Глупость же! Сижу тут, как блоха на лысине, уткнувшись глазами в горизонт, и ничто не мешает Илве стукнуть меня по голове или воткнуть нож в спину и обыскать, чтобы найти артефакт. На самом деле, в душе я ведь точно знаю, что ничего подобного она делать не собирается, несмотря на всю заразность паранойи деспота.

— Спасибо, — только и пробормотала, поднимаясь на онемевших от долгой неподвижности ногах и направляясь вглубь пещеры, где Илва уже обустроила, оказывается, нечто вроде лежанки.

— Не за что благодарить, Эдна.

Я улеглась и закрыла глаза, надеясь прогнать жжение и противные световые пятна, которые, казалось, выжгли на роговице солнечные блики на волнах.

– Разве это ощущается чем-то хорошим? — донесся до меня голос Илвы.

— Что именно?

— То, что между тобой и архонтом.
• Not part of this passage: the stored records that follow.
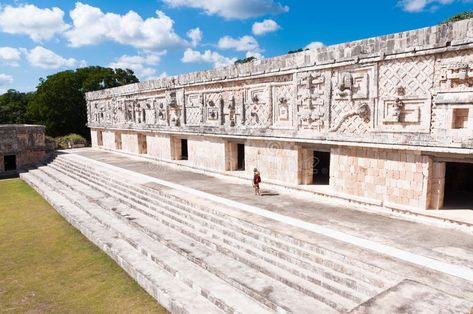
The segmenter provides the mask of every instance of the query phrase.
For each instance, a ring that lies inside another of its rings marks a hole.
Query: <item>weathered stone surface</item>
[[[35,165],[54,150],[54,145],[46,143],[45,128],[40,125],[4,124],[0,125],[0,173],[5,169],[5,156],[14,158],[10,160],[11,167],[19,170]]]
[[[336,193],[440,209],[433,169],[473,163],[472,36],[466,20],[88,93],[92,145],[290,185],[317,181],[321,151]]]
[[[403,280],[350,311],[350,314],[468,314],[472,310],[473,302],[453,297],[412,280]]]

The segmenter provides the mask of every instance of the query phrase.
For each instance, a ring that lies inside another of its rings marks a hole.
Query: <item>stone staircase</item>
[[[76,155],[21,177],[173,313],[343,313],[401,280]]]

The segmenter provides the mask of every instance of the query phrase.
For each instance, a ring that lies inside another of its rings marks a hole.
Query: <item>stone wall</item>
[[[257,168],[265,180],[299,184],[299,147],[292,143],[249,140],[245,143],[245,169]]]
[[[337,192],[426,209],[430,167],[415,152],[336,148],[330,173]]]
[[[4,156],[16,156],[16,167],[22,169],[44,161],[51,152],[44,126],[0,125],[0,172],[5,171]]]
[[[472,36],[467,20],[92,92],[88,124],[472,149]]]
[[[225,142],[218,138],[189,137],[189,163],[198,168],[225,171]]]
[[[331,152],[334,192],[440,208],[442,158],[473,162],[473,20],[86,97],[92,146],[179,160],[187,139],[180,163],[224,172],[244,144],[240,175],[304,185]]]
[[[171,160],[171,138],[167,134],[151,134],[147,137],[148,155],[157,159]]]

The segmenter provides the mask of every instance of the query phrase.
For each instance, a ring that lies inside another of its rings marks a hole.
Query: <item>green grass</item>
[[[166,313],[19,179],[0,180],[0,313]]]

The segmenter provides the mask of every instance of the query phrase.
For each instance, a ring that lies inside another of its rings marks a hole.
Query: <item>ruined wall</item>
[[[116,149],[115,131],[104,130],[102,132],[102,141],[103,141],[103,147],[109,148],[109,149]]]
[[[225,171],[225,142],[218,138],[190,137],[189,163],[193,166]]]
[[[50,153],[44,126],[0,125],[0,172],[5,170],[3,156],[15,155],[21,169],[44,161]]]
[[[414,152],[367,148],[332,149],[335,191],[427,208],[431,160]]]
[[[299,184],[299,147],[292,143],[249,140],[245,143],[245,170],[257,168],[265,180]]]
[[[148,142],[148,155],[157,159],[172,159],[171,138],[166,134],[151,134],[146,138]]]
[[[122,149],[129,153],[139,154],[138,133],[122,132]]]
[[[87,94],[94,128],[473,148],[473,21]]]

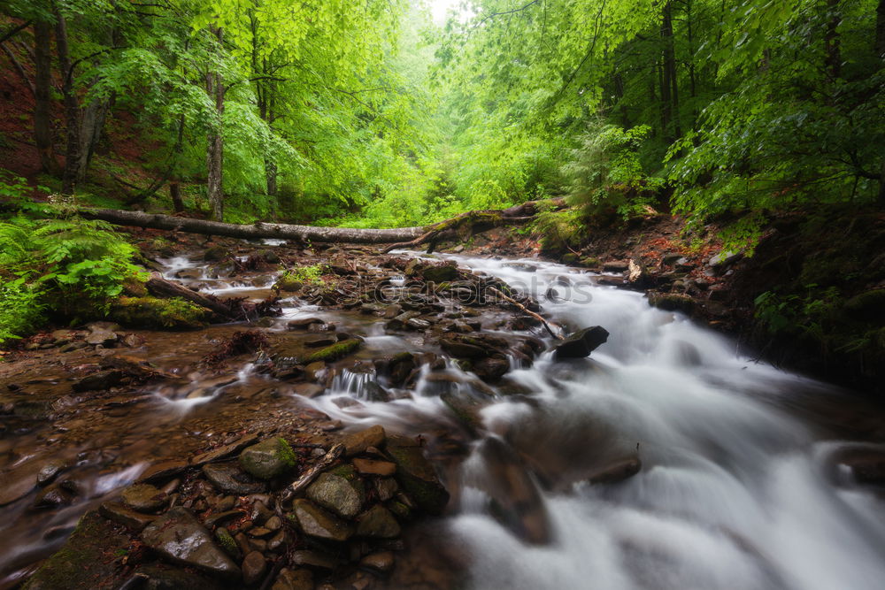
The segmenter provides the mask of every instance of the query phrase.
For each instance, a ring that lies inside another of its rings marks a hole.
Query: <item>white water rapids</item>
[[[458,514],[449,519],[473,556],[472,587],[883,587],[881,501],[850,481],[836,483],[827,458],[839,443],[821,441],[779,410],[791,391],[824,386],[741,357],[727,339],[650,308],[641,294],[592,285],[590,275],[536,260],[507,266],[444,257],[528,290],[554,322],[611,333],[592,360],[554,364],[547,353],[511,380],[543,409],[535,444],[567,441],[580,462],[599,452],[591,431],[603,425],[620,444],[637,446],[643,462],[620,483],[543,493],[552,542],[530,545],[489,513],[483,479],[490,470],[473,454],[462,467]],[[559,296],[545,298],[551,286]],[[337,394],[358,397],[366,379],[357,380],[338,379]],[[351,424],[403,424],[448,411],[430,396],[364,398],[345,409],[332,397],[317,405]],[[539,416],[531,404],[502,396],[482,418],[497,433]]]

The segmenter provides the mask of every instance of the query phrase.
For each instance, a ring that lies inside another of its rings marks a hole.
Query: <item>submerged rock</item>
[[[449,503],[449,492],[440,483],[421,448],[409,439],[390,437],[387,451],[396,464],[396,479],[403,489],[425,511],[442,514]]]
[[[166,494],[150,484],[135,484],[123,490],[123,503],[139,512],[152,512],[166,503]]]
[[[240,465],[259,479],[271,479],[295,467],[295,453],[285,439],[267,439],[244,448]]]
[[[608,331],[600,326],[579,330],[554,347],[553,359],[583,358],[608,340]]]
[[[225,494],[236,495],[261,494],[266,488],[263,482],[255,481],[242,469],[231,464],[211,463],[203,466],[203,472]]]
[[[357,525],[357,534],[360,537],[376,539],[393,539],[401,533],[399,523],[381,504],[376,504],[359,517]]]
[[[353,518],[366,502],[366,488],[353,467],[342,465],[320,474],[307,488],[307,497],[344,518]]]
[[[345,541],[353,536],[353,527],[310,500],[296,500],[292,517],[302,532],[312,537]]]
[[[237,567],[187,509],[175,507],[142,533],[142,541],[170,561],[227,579],[240,577]]]

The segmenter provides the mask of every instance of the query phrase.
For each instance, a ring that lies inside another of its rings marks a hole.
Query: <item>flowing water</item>
[[[453,493],[443,526],[470,556],[472,587],[882,587],[881,498],[833,457],[859,444],[839,440],[850,438],[845,423],[858,416],[874,422],[885,412],[745,358],[728,339],[650,308],[641,294],[597,286],[589,274],[536,260],[443,256],[527,291],[557,324],[599,325],[611,334],[588,359],[557,363],[544,353],[524,367],[514,358],[498,387],[448,363],[425,371],[414,395],[378,402],[379,378],[366,364],[338,374],[332,392],[309,402],[348,425],[381,423],[439,439],[440,432],[465,431],[441,393],[480,401],[481,425],[462,434],[461,456],[443,473]],[[169,278],[195,270],[183,257],[167,266]],[[196,270],[185,282],[239,296],[262,296],[273,279],[232,284]],[[385,334],[381,321],[319,311],[295,298],[283,305],[269,329],[320,315],[364,335],[366,357],[424,347],[419,337]],[[157,403],[120,419],[150,416],[152,428],[134,426],[127,441],[163,436],[185,415],[208,415],[230,388],[259,378],[247,365],[234,381],[201,387],[201,379],[182,391],[148,392]],[[144,455],[135,458],[151,458]],[[629,479],[587,481],[636,458],[642,469]],[[97,490],[90,497],[126,485],[145,464],[90,480]],[[40,518],[4,510],[0,565],[8,566],[23,552],[58,546],[47,530],[69,530],[85,506]],[[532,542],[532,531],[546,542]],[[12,555],[16,544],[24,548]]]

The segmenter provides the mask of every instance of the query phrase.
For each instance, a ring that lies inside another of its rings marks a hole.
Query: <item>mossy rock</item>
[[[316,363],[317,361],[330,363],[332,361],[338,360],[339,358],[347,356],[358,349],[362,344],[363,341],[360,338],[349,338],[308,354],[301,359],[301,364],[310,364],[311,363]]]
[[[259,479],[272,479],[295,467],[296,456],[285,439],[276,437],[240,453],[240,466]]]
[[[845,311],[861,322],[885,319],[885,289],[873,289],[856,295],[845,302]]]
[[[120,297],[108,317],[129,327],[186,330],[204,326],[211,315],[209,310],[178,297]]]
[[[203,259],[206,262],[221,262],[227,258],[227,249],[224,246],[212,246],[203,253]]]
[[[118,588],[128,577],[108,556],[124,556],[130,539],[97,512],[88,512],[65,545],[25,585],[27,590]]]
[[[389,437],[387,452],[396,464],[394,477],[400,487],[425,512],[442,514],[449,503],[449,492],[436,478],[421,448],[398,437]]]
[[[284,274],[273,283],[273,289],[283,293],[296,293],[300,291],[304,283],[296,279],[290,274]]]

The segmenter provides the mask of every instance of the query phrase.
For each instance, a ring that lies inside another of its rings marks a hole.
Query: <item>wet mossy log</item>
[[[462,213],[450,219],[429,226],[393,229],[358,229],[353,227],[314,227],[282,223],[257,222],[250,226],[190,218],[127,211],[116,209],[83,209],[81,214],[90,219],[102,219],[118,226],[219,235],[243,239],[278,239],[313,242],[349,242],[361,244],[392,244],[396,248],[413,248],[435,243],[450,236],[467,237],[500,226],[525,223],[533,218],[541,202],[528,201],[509,209],[476,211]],[[553,199],[553,208],[565,206],[562,199]]]

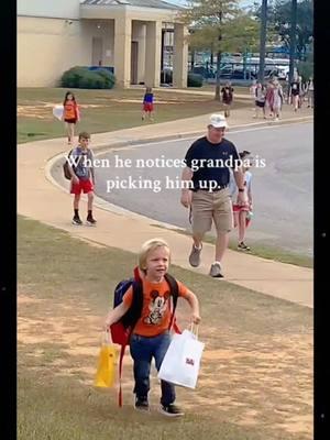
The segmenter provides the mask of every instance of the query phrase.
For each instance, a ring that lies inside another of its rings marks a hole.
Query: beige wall
[[[174,18],[173,11],[148,11],[153,18],[145,20],[147,11],[143,8],[113,7],[107,10],[106,16],[100,10],[96,16],[96,10],[81,8],[82,19],[78,20],[77,2],[79,0],[19,0],[20,14],[45,16],[18,16],[18,86],[54,87],[68,68],[91,65],[94,37],[102,41],[102,65],[114,67],[118,85],[123,87],[130,85],[131,38],[138,41],[138,81],[157,86],[162,21]],[[63,18],[48,18],[58,15]],[[114,30],[118,32],[116,44]],[[183,55],[178,61],[185,58]],[[145,69],[145,65],[148,68]],[[178,75],[184,76],[182,72]]]
[[[103,65],[113,66],[113,28],[112,20],[19,16],[18,86],[53,87],[68,68],[91,65],[92,36],[103,41]]]
[[[79,0],[18,0],[18,15],[79,19]]]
Я ещё могу понять разделение удовольствия, моменты, приносящие радость, но сейчас ты выглядишь так, будто проходишь через пытки.

Я хмыкнула, даже почти смогла засмеяться, собираясь возразить ей, но потом осеклась, осознав, насколько она права. Больно мне было, где ни ткни, хоть я и старалась это игнорировать, и к страданиям плоти это не имело отношения. Мучительно — не ощущать Грегордиана рядом, ещё хуже знать, что, может, теперь это навсегда. Больно от пронизывающего страха за него и за тех, кто будет с ним и чья возможная потеря глубоко ранит его, каким бы бесчувственным чурбаном он ни притворялся. Но нужно остановиться, не думать-не думать-не думать!

— Когда кого-то любишь, такие переживания неизбежны, — уж не с таким мужчиной, как достался мне, точно. — Но это не повод отказаться испытывать те чувства, что идут в комплекте.

— Почему? Согласись, это ненормально — дорожить тем, что способно делать тебя уязвимой и ранить так сильно, как не способно и железо.

— В мире Младших какие-то ученые в результате исследований установили, что любовь весьма напоминает симптомы некоторых психических заболеваний, — усмехнулась я. — Так что насчет ненормальности ты полностью права.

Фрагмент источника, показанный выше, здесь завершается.